Tree

 

I think I’ve been afraid to speak my deepest truth. Especially since, when I have, it hasn’t been well received. People don’t want to talk about changing and dying, even though that is the nature of all things, even though changing and dying can lead to healing and initiation and rebirth. And even though I believe with all my heart that being able to talk about changing and dying is profoundly necessary for guiding us into the future.

 I started to touch on this in previous posts and since then I’ve discovered that I’m not alone.

Consider this from The WorldWe Have by Thich Nhat Hanh: “The wisdom offered in the Buddha is that we accept impermanence – our own death and the inevitable death of our civilization. And after having accepted that, we will have peace and strength and an awakening that will bring us together. Then we will have the opportunity…to save our beloved planet.” (pg. 56)
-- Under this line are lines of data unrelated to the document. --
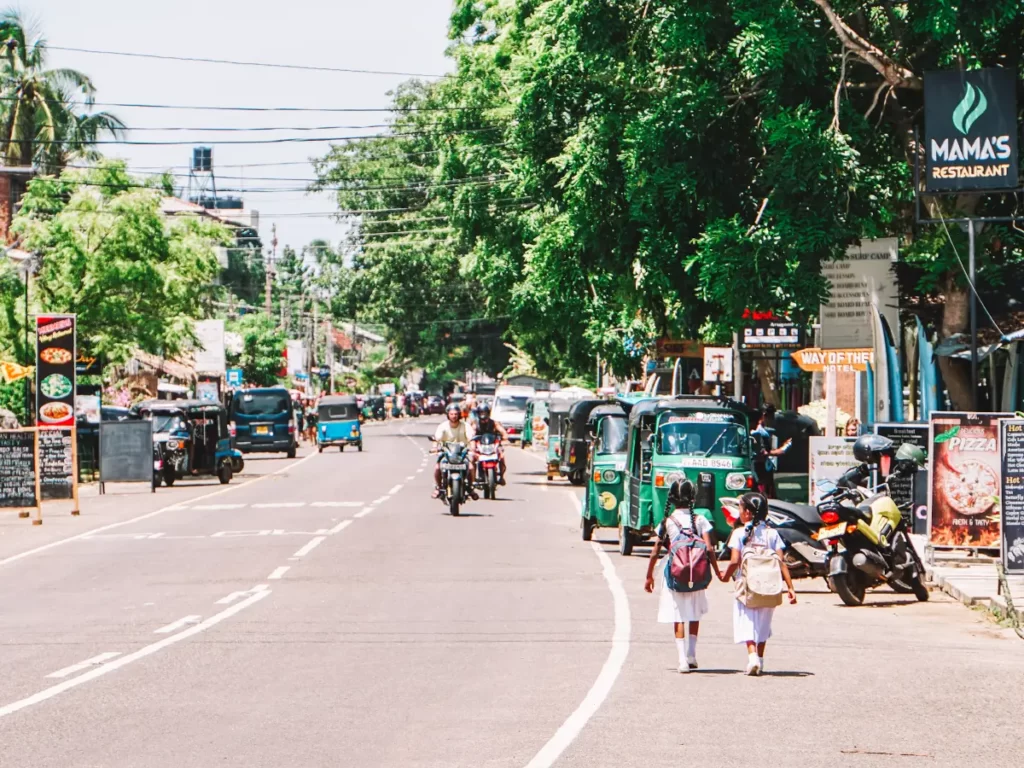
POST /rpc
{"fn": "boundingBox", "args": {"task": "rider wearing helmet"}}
[431,402,480,501]
[473,402,509,485]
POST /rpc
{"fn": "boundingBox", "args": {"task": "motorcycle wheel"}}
[449,480,462,517]
[484,469,498,500]
[829,573,865,607]
[618,525,634,557]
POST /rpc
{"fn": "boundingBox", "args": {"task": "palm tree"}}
[0,10,125,170]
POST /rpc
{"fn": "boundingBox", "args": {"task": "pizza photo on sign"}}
[930,414,999,547]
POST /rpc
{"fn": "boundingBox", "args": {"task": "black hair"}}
[739,494,768,543]
[669,477,696,509]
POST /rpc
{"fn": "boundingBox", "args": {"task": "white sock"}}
[676,637,686,665]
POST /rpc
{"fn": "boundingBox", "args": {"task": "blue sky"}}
[20,0,452,248]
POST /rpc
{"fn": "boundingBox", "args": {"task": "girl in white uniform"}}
[722,494,797,675]
[644,480,722,673]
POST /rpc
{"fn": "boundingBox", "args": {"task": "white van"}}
[490,386,537,442]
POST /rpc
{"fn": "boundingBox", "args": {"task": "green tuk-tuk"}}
[558,399,607,485]
[582,403,628,542]
[519,392,551,447]
[618,396,754,555]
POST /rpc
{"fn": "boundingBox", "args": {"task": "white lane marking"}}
[293,536,325,557]
[46,650,121,678]
[526,492,632,768]
[0,590,270,718]
[153,615,203,635]
[0,454,319,565]
[217,584,266,605]
[333,512,359,536]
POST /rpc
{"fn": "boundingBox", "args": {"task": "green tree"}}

Or this from Coming Back To Life by Joanna Macy: “Pain is the price of consciousness in a threatened and suffering world. It is not only natural, it is an absolutely necessary component of our collective healing…Pain has a purpose: it is a warning signal, designed to trigger remedial action. The problem, therefore, lies not with our pain for the world, but in our repression of it. Our efforts to dodge or dull it surrender us to futility – or in systems’ terms, cut the feedback loop and block effective response.” (pg. 27)
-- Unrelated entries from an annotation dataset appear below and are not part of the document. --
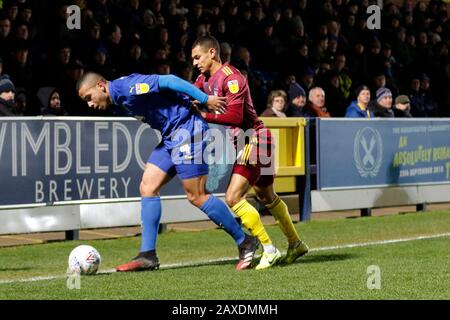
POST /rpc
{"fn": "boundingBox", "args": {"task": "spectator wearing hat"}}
[0,75,22,117]
[345,85,374,118]
[305,87,331,118]
[392,94,412,118]
[261,90,287,118]
[286,82,311,117]
[369,88,395,118]
[37,87,68,116]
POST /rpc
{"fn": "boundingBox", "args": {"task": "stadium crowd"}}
[0,0,450,117]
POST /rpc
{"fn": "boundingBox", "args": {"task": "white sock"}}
[263,244,277,253]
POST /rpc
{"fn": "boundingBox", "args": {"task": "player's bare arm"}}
[205,96,227,113]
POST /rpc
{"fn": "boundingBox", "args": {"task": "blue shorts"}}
[147,140,208,180]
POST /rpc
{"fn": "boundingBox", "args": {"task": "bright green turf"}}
[0,212,450,299]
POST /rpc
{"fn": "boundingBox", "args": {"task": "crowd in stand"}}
[0,0,450,117]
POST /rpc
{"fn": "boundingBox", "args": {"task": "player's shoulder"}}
[220,63,242,78]
[220,63,246,84]
[194,73,206,83]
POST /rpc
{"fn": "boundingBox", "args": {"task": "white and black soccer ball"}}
[68,245,102,275]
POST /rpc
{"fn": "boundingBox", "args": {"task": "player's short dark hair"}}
[192,36,220,57]
[77,72,106,92]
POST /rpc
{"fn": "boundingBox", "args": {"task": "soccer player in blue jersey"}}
[77,72,259,271]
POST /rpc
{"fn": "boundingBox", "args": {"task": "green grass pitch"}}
[0,212,450,300]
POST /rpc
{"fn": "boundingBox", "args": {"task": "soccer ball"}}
[68,245,102,275]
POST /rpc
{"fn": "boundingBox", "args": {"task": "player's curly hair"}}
[76,72,106,92]
[192,36,220,57]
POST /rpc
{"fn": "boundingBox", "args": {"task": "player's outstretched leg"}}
[226,174,281,270]
[116,163,171,272]
[116,197,161,272]
[182,176,259,270]
[254,185,309,264]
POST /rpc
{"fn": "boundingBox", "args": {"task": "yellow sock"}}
[231,199,272,245]
[266,196,300,244]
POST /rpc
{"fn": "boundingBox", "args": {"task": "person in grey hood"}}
[37,87,68,116]
[0,75,22,117]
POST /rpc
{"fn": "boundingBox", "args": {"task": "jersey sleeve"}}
[125,73,159,95]
[194,74,205,90]
[205,74,246,127]
[158,75,208,103]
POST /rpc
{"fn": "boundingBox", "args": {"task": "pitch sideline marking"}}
[0,232,450,284]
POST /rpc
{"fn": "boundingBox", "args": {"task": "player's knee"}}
[225,193,241,208]
[186,193,204,208]
[256,193,276,205]
[139,181,159,197]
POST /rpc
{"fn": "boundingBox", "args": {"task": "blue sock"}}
[140,197,161,252]
[200,195,245,245]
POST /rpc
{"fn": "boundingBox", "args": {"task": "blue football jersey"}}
[109,73,207,147]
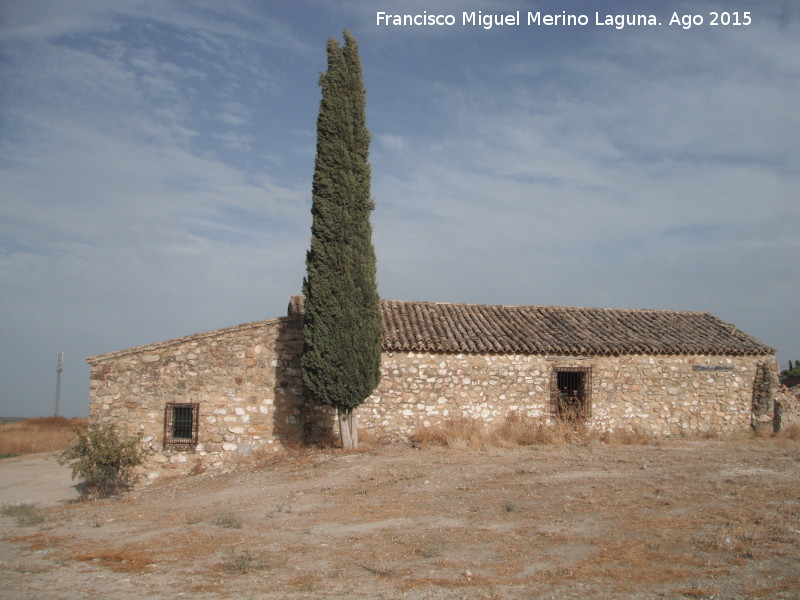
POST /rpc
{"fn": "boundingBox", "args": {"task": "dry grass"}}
[0,417,87,455]
[412,413,653,450]
[778,423,800,441]
[7,438,800,600]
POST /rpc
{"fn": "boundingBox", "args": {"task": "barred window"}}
[550,367,592,421]
[164,402,200,450]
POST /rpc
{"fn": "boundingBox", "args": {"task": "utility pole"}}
[53,352,64,417]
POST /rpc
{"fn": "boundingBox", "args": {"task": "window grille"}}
[550,367,592,421]
[164,402,200,450]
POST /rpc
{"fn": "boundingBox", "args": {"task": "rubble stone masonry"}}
[88,317,777,478]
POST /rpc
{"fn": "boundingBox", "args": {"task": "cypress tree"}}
[301,31,382,448]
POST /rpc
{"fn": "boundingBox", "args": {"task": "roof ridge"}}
[381,298,711,315]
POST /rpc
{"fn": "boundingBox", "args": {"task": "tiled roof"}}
[289,296,775,356]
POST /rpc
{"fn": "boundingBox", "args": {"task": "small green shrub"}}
[58,424,144,498]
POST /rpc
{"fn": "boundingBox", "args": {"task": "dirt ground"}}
[0,439,800,600]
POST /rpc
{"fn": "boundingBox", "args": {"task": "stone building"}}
[87,296,792,476]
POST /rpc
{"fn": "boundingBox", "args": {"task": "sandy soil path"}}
[0,452,78,506]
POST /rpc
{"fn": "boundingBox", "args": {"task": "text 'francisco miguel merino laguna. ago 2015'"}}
[375,10,752,29]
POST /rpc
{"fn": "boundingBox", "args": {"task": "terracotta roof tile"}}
[289,296,775,355]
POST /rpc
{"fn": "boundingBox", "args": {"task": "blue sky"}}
[0,0,800,416]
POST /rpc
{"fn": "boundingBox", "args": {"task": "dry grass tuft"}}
[411,413,636,450]
[600,429,653,446]
[776,423,800,441]
[0,417,88,455]
[72,550,153,573]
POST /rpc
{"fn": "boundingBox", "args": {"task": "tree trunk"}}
[338,408,358,450]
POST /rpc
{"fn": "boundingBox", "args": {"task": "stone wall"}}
[88,318,305,477]
[359,352,774,437]
[88,317,776,478]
In The Green BoatReviving Ourselves In Our Capsized Culture, Mary Pipher talks about the Trauma-To-Transcendence Cycle – a process which “requires us to face the truth, feel the pain of (our) experience, and ultimately transform that pain into action and authenticity. As we move through this cycle, we can acquire the skills we need to overcome our sense of doom and discover our own capacities for transcendent coping…we can find deep within ourselves new strength, deeper courage, and an enriched capacity to love the world.” (pg. 4)

In So Far From HomeLost and Found In Our Brave New World, Margaret Wheatley writes: “If we fully accept the world as it is – in all its harsh realities – then we can develop the very qualities we need to be in that world and not succumb to that harshness. We find our courage, morality, and gentle, non-aggressive actions by clear seeing and acceptance. As we accept what is, we become people who stand in contrast to what is, freed from the aggression, grasping and confusion of this time. With that clarity, we can contribute things of eternal importance no matter what’s going on around us – how to live exercising our best human qualities, and how to support others to discover these qualities in themselves.” (pg. 11)
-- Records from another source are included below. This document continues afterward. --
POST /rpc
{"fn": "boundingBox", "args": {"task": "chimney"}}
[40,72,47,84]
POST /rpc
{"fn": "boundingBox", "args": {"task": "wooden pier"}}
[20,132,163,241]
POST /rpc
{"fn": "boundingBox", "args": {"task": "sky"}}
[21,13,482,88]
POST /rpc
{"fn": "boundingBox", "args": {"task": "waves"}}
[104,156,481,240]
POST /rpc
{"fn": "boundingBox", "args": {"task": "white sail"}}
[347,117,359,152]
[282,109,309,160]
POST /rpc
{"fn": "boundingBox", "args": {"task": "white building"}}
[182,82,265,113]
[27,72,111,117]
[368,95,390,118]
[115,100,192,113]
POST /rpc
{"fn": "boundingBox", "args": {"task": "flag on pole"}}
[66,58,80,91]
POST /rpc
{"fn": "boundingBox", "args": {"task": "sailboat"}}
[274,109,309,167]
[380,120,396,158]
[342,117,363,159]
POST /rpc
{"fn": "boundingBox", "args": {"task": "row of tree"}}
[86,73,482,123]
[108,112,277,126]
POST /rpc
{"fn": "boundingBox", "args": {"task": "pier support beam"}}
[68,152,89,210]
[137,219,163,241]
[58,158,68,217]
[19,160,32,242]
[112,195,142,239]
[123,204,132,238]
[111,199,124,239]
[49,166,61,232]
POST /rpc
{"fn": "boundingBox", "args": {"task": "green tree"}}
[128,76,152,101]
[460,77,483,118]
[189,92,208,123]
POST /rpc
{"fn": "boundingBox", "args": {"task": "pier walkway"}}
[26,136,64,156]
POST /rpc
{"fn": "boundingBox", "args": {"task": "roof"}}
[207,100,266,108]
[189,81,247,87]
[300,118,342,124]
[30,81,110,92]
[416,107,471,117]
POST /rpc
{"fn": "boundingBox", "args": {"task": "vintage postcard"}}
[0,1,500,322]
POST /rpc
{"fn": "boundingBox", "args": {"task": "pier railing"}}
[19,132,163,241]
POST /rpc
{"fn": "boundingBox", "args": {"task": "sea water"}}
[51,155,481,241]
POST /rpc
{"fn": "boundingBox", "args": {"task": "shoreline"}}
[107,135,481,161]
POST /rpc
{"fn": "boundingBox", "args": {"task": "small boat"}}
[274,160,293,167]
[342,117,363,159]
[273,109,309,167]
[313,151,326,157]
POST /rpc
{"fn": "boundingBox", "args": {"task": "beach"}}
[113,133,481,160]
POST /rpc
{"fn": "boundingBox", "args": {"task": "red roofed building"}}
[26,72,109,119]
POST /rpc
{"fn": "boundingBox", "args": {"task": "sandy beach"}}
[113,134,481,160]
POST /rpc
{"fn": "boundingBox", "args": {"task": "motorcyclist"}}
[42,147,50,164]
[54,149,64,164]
Mary Pipher, in another of her books – Writing To Change the World – tells this story:

In September 2003, when I was fifty-five years old, I visited the Holocaust Museum, in Washington, D.C., to view the Anne Frank exhibit. I looked at the cover of her little plaid diary, and at pages of her writing, at her family pictures. Meip Gies, Otto Frank’s employee, who brought food to the family, spoke on video about the people who hid in the attic. She said that Anne had always wanted to know the truth about what was going on. Others would believe the sugar-coated version of Miep’s stories, but Anne would follow her to the door and ask, “What is really happening.?”

Even though Anne Frank ultimately was murdered, she managed (through her writings), in her brief and circumscribed life, to tell the truth and bequeath the gift of hope. She searched for beauty and joy even in the harsh, frightened world of the attic in which her family hid from the Nazis. Her writing lived on to give us all a sense of the potential largesse of the human soul, even in worst-case scenarios. (pg. 20)

We are now facing a potential “Worst-case Scenario.” If pain is the price of consciousness in a threatened and suffering world then perhaps these are the gifts: peace and strength and an awakening that will bring us together…new strength, deeper courage, and an enriched capacity to love the world…(becoming) people who stand in contrast to what is, freed from the aggression, grasping and confusion of this time… the potential largesse of the human soul….

Is it possible? It sounds so compelling I’m willing to go there. And it looks like I’m in good company.

*In the dark times, will there be singing?

  Yes. There will be singing about the dark times.